UN CAPRICHO

A partir de aquí haríamos el viaje de vuelta sin hacer más paradas. Por eso, queríamos darnos el gusto de sobrevolar el intransitable desierto de arena, para llegar a un vasto desierto rocoso de montañas escarpadas. Allí visitaríamos la cueva donde vivió un santo, al que Juan tenía mucha devoción. Además, era una oportunidad única para sacar unas fotografías espléndidas. Sabíamos que había un vuelo que hacía el trayecto casi en un día, pero nada más.

Era de mañana cuando salimos a informarnos. Un lugareño con pantalones bombachos morados, camisa blanca y chaleco negro, nos informó por unos cuantos dinares.

—Sí, ya sé, ya sé —dijo resabiado—. Ayer mismo hablé con otros extranjeros que buscaban lo mismo. ¡No sé que les han dado!... Pues bien, tienen suerte porque hay un avión de hélice. Eso sí, lo lleva un tipo algo raro. ¡Viaja por la noche! Además va y viene cuando le da la gana. En realidad —se rascó la barba y bajó la voz—, desconfío de él... ¡Tengan cuidado! —nos advirtió en tono paternal.

Le dimos las gracias. Pensamos que exageraba un poco y nos lanzamos a encontrar compañeros de viaje. Lo único que nos preocupaba eran las provisiones, pues teníamos lo justo para tres días. Si el avión no aparecía antes lo dejaríamos.

A media mañana contactamos con tres alemanes, que a su vez nos llevaron hasta a un restaurante donde nos presentaron a cuatro franceses y dos belgas. Uno de ellos dijo que catorce era un grupo suficiente. Así que charlamos al calor de un té con hojas frescas de menta.

Gracias al cielo el avión llegó de madrugada.

Aquel hombre llevaba razón. El piloto tenía una barba larga que sujetaba al cinturón y calzaba botas de montar a caballo. Se presentó como Fred. y luego habló de forma tajante:

—Mis condiciones. Salimos esta noche a las cuatro y media Regresamos a las ocho de la tarde en punto y no espero un segundo. Si alguien se retrasa tendrá que esperar otro viaje, ¿ok?

Asentimos y continuó:

—Muy bien, dos cosas más. Sólo una mochila por persona y deben pagarme en dólares. No admito otra moneda.
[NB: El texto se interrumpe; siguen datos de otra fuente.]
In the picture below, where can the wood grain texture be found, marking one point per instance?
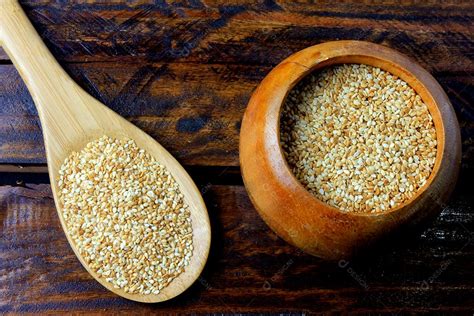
(204, 59)
(71, 118)
(185, 71)
(249, 268)
(284, 203)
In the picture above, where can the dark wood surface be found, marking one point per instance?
(184, 72)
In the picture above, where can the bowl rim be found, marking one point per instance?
(374, 59)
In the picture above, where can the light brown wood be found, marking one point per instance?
(71, 118)
(291, 211)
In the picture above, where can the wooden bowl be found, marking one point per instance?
(282, 201)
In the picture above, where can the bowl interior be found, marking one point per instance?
(396, 69)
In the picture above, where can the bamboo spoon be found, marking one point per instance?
(71, 118)
(294, 213)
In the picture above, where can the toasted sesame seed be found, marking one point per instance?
(358, 138)
(116, 200)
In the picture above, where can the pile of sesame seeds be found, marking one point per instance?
(358, 138)
(126, 215)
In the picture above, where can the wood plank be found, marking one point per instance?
(249, 268)
(194, 110)
(437, 34)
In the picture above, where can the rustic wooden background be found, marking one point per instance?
(183, 72)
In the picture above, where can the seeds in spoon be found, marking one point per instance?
(358, 138)
(126, 215)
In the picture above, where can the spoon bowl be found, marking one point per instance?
(287, 207)
(71, 118)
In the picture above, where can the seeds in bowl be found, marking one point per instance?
(358, 138)
(126, 215)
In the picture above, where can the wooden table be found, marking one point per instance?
(183, 73)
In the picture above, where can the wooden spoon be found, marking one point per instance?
(282, 201)
(71, 118)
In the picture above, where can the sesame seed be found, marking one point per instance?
(356, 128)
(116, 200)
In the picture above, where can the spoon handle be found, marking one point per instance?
(64, 108)
(40, 71)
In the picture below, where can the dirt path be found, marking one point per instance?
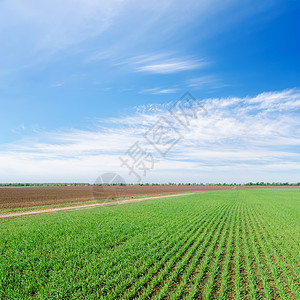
(85, 206)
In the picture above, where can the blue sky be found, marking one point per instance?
(81, 81)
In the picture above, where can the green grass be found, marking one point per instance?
(235, 244)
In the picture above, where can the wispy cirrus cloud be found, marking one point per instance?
(206, 82)
(163, 63)
(251, 138)
(158, 91)
(171, 66)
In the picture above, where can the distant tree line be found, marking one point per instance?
(150, 184)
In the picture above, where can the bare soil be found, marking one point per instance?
(39, 196)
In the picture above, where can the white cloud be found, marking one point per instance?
(206, 82)
(240, 137)
(172, 66)
(157, 91)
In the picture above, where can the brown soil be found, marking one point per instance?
(39, 196)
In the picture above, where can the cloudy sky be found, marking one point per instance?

Abonamos el importe sin rechistar. Fred contó despacio los billetes. Luego nos hizo un guiño y se dirigió al mismo restaurante donde estuvimos.

Visto el percal, nosotros llenamos las mochilas con más cámaras y objetivos, que ropa o comida.

A las cuatro y media en punto llegamos al avión. El artefacto estaba en la pista de despegue, que resultaba pedestre pero lo suficientemente larga. Sólo faltaba Fred. Millones de estrellas estampaban la noche sin luna.

Esperamos quince minutos, media hora, una hora... En el momento en que empezamos a tiritar, decidimos meternos en los coches para dormir por turnos.

Apareció a las siete de la mañana. Todos a una salimos de los coches. En silencio, con las manos a la espalda, recibió quejas y preguntas varias. Cuando nos desahogamos a gusto, ante su serena compostura guardamos silencio.

—Les pido mil disculpas... ––dijo al tiempo que gesticulaba con las manos—, por mi vida que siento de veras el retraso. ¡Pero diantre!, me encontré con un viejo amigo muy íntimo, al que hacía años, muchos años, que no veía. Y es que ustedes verán. Después de la familia, para mí lo primero son los amigos. —Se tomó un respiro, nos miró uno a uno y añadió:

—Espero que lo entiendan... Ok —sonrió y se frotó las manos—, los que quieran continuar, ¡arriba! Esto no ocurrirá más... O quizá sí, ¡quién sabe!


Esa misma tarde, comenzamos el viaje de regreso.